HALLOWEEN H20 : LE CHOC FRONTAL
Omettons l’existence d’Halloween Resurrection pour considérer le final d’Halloween 20 ans après (1998) pour ce qu’il est vraiment : un épilogue homérique confrontant Laurie Strode à son frère Michael Myers, revenu la hanter dans un épisode anniversaire puissant. Abandonnant moult personnages et intrigues des films précédents pour se reconcentrer sur la trame basique originelle, Halloween H20 finit par effacer tous les éléments de son intrigue pour ne garder que ses deux personnages emblématiques dans un affrontement mémorable. L’idée, par cette succession de séquences de suspense et d’actions, était de finir par mettre le croquemitaine dans une situation de totale résignation face à sa proie devenue soudain la menace dominante. Ce renversement de situation, totalement inédit, apporte à la nostalgie un doux parfum de nouveauté. Ce bouleversement ne dure que quelques minutes, et se clôt en apothéose pour une dimension encore plus fantastique et intense.

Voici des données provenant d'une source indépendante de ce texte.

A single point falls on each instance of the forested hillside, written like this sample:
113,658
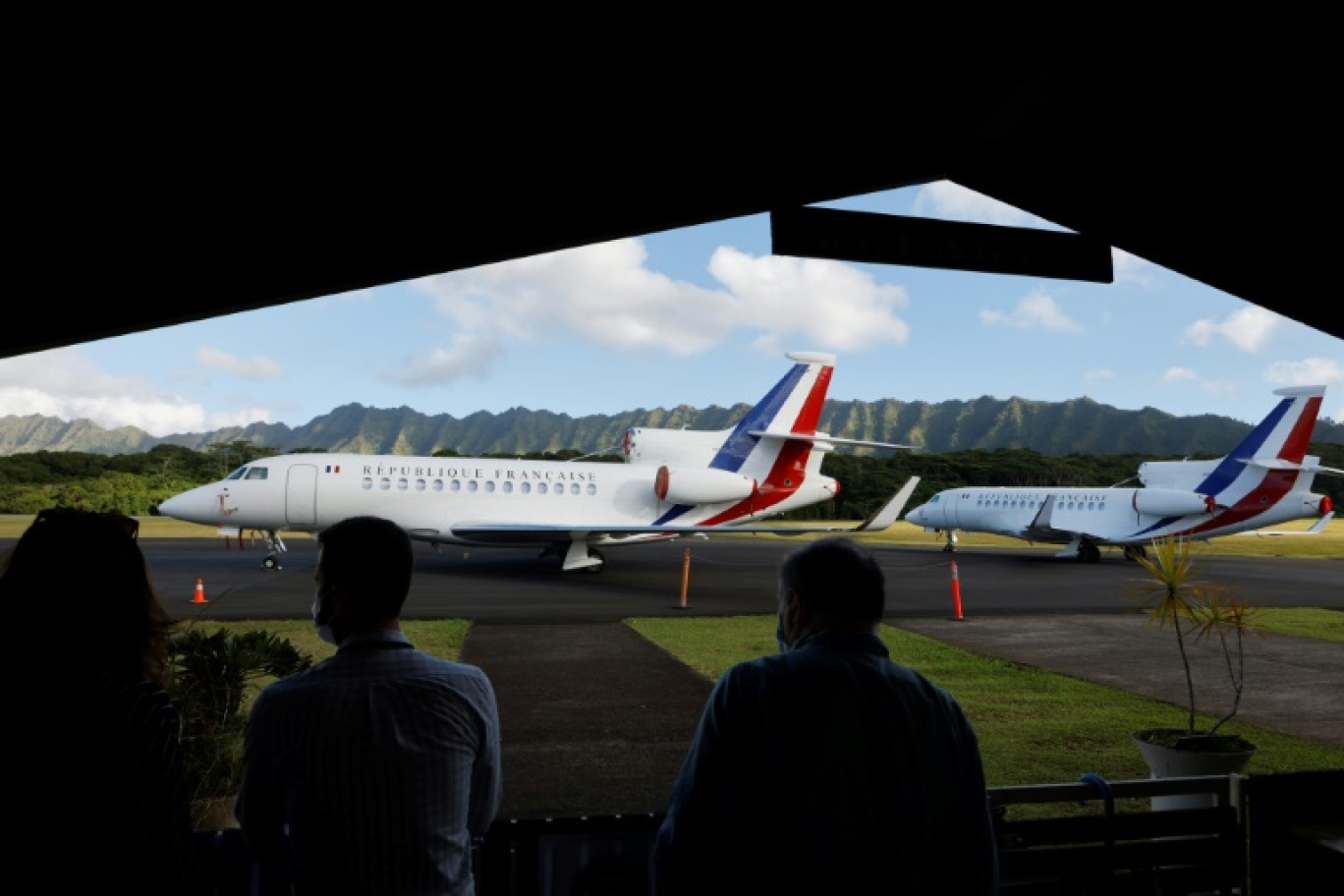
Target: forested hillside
1056,428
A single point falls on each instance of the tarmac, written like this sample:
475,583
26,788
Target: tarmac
597,720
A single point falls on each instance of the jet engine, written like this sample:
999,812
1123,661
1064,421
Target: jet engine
701,486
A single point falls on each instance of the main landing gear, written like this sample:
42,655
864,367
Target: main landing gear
274,547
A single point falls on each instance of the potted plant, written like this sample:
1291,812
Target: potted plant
1195,613
214,673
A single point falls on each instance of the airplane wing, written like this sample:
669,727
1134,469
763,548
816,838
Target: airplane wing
525,533
827,439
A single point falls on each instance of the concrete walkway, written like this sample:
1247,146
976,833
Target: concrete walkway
595,719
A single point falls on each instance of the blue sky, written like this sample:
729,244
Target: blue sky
698,316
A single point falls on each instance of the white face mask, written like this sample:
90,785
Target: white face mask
324,629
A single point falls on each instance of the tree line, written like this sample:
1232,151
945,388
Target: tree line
135,483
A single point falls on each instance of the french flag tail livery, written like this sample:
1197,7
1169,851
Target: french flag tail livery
674,481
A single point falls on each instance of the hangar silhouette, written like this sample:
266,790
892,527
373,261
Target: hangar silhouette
215,200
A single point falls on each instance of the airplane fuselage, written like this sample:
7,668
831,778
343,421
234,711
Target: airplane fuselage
1105,516
444,498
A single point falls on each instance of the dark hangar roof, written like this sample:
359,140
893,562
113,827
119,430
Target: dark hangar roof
215,201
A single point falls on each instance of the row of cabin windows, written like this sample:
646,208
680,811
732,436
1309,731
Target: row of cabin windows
471,486
1031,503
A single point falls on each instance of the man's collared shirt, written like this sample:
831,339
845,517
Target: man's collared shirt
372,771
828,768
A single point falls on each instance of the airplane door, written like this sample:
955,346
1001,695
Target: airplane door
953,511
302,494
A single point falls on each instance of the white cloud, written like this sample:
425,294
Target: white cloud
1311,371
252,368
832,306
63,383
1249,329
468,357
1179,375
1036,311
953,201
605,295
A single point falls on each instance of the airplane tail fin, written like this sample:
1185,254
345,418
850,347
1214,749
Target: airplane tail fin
1274,448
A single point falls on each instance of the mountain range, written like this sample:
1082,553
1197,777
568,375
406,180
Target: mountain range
1077,426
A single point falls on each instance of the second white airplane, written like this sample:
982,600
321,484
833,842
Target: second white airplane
674,482
1263,481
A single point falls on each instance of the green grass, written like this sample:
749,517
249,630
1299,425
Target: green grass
1326,544
1034,726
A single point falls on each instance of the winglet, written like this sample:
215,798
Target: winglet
890,511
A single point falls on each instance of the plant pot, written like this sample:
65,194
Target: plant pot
1171,754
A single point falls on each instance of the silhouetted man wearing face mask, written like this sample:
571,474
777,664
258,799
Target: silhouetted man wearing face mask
372,771
827,767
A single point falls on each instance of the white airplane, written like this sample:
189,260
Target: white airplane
1264,479
674,482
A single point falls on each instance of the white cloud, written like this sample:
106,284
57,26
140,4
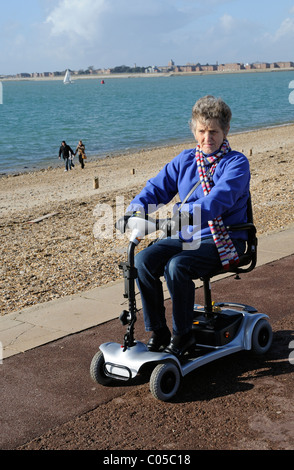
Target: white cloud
75,17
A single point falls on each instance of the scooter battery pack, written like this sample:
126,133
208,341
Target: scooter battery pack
218,332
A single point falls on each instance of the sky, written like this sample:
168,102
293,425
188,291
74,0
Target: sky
52,35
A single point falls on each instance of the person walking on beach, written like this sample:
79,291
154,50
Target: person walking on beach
66,151
82,156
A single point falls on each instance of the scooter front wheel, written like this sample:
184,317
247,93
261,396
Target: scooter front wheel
165,381
97,370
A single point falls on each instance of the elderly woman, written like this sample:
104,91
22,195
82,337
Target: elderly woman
220,199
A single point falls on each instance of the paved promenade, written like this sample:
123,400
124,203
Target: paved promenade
32,327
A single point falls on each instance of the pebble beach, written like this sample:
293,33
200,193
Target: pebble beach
48,223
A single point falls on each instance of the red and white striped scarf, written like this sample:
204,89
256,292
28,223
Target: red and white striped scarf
227,252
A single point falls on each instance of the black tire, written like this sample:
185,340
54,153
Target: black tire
262,337
97,370
165,381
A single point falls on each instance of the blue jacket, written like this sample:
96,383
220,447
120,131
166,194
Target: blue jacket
227,198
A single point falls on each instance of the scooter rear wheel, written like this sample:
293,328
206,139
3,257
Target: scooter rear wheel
97,370
165,381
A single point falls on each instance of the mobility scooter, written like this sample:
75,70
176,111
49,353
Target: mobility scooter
220,329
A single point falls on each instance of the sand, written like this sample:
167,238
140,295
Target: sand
50,257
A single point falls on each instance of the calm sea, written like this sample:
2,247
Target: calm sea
126,114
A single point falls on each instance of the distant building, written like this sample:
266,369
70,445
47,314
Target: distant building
230,67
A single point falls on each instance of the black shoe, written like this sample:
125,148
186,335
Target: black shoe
180,344
159,340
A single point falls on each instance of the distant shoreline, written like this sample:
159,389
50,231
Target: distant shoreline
96,158
146,75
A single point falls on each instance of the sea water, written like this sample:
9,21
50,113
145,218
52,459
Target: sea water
126,114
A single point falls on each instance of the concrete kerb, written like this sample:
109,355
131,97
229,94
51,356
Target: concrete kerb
34,326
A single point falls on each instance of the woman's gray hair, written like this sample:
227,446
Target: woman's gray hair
208,108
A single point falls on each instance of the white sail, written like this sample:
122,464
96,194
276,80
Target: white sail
67,78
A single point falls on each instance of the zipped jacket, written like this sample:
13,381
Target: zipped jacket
227,198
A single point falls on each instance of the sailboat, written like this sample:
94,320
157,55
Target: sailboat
67,79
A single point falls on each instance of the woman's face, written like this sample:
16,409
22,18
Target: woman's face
209,135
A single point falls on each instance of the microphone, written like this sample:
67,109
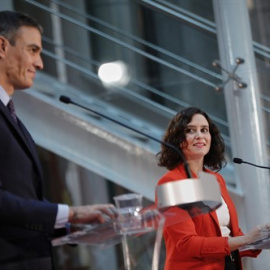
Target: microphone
206,194
68,100
240,161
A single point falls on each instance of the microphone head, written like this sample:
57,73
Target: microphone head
65,99
238,160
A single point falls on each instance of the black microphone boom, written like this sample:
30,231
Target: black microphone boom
67,100
240,161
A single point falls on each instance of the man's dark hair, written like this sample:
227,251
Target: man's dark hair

Si on ne saura jamais ce qui animait le croquemitaine dans son geste désespéré de quémander l’aide de sa sœur (une vile stratégie ou une véritable rédemption ?), on ne pourra que partager le chamboulement d’émotions envahissant Laurie Strode durant cet instant, face à l’objet de vingt ans de cauchemars qui reste en tout et pour tout son frère. Reste que ce geste implorant représente la potentielle évaporation du mal en Myers, devenant une créature misérable et déchue inéluctablement condamnée à disparaître.

HALLOWEEN 2007 : LA MISE À NU
On efface tout et recommence, avec Rob Zombie aux rennes du remake de 2007, où l’auteur de Living dead girl choisit minutieusement les éléments qu’il souhaite conserver, améliorer ou transgresser dans son film. S’il utilise étonnamment le lien familial entre Laurie et Myers comme leitmotiv de la quête sanguinaire du croquemitaine, il présente un monstre qui a ses travers, voire même ses faiblesses, à l’approche du final du film. Ayant réussi à retrouver la trace de sa sœur Laurie, et l’ayant ramené dans la maison familiale décrépie, Myers s’agenouille et ôte son masque face à sa victime désemparée. Son but primaire atteint, il se livre à elle, comme attendant les consignes à suivre. Livrant ainsi les prémices de ce qu’Halloween II (2009) dévoilera avec un Myers devenu le pantin de sa défunte mère, Rob Zombie aborde le côté hautement sommaire de son tueur, qui n’a de raison d’être ici qu’en cherchant à renouer avec sa famille. Sans autre mobile d’exister, Myers n’est qu’une pathétique âme en peine. Le réalisateur choisit de présenter cet état de fait au visage des spectateurs, jetant littéralement la maigreur du potentiel entier de la saga. Car que nous dévoile véritablement cette mise à nu du tueur face à la jeune fille, si ce n’est le néant émanant de Michael Myers une fois que celui-ci est arrivé à ses fins ? Cette part misérable d’une âme sans but avait, d’une certaine manière, déjà été présentée dans Halloween Resurrection, et sera donc, d’une manière bien plus primitive et extrême, étalée dans le futur Halloween II du même Rob Zombie.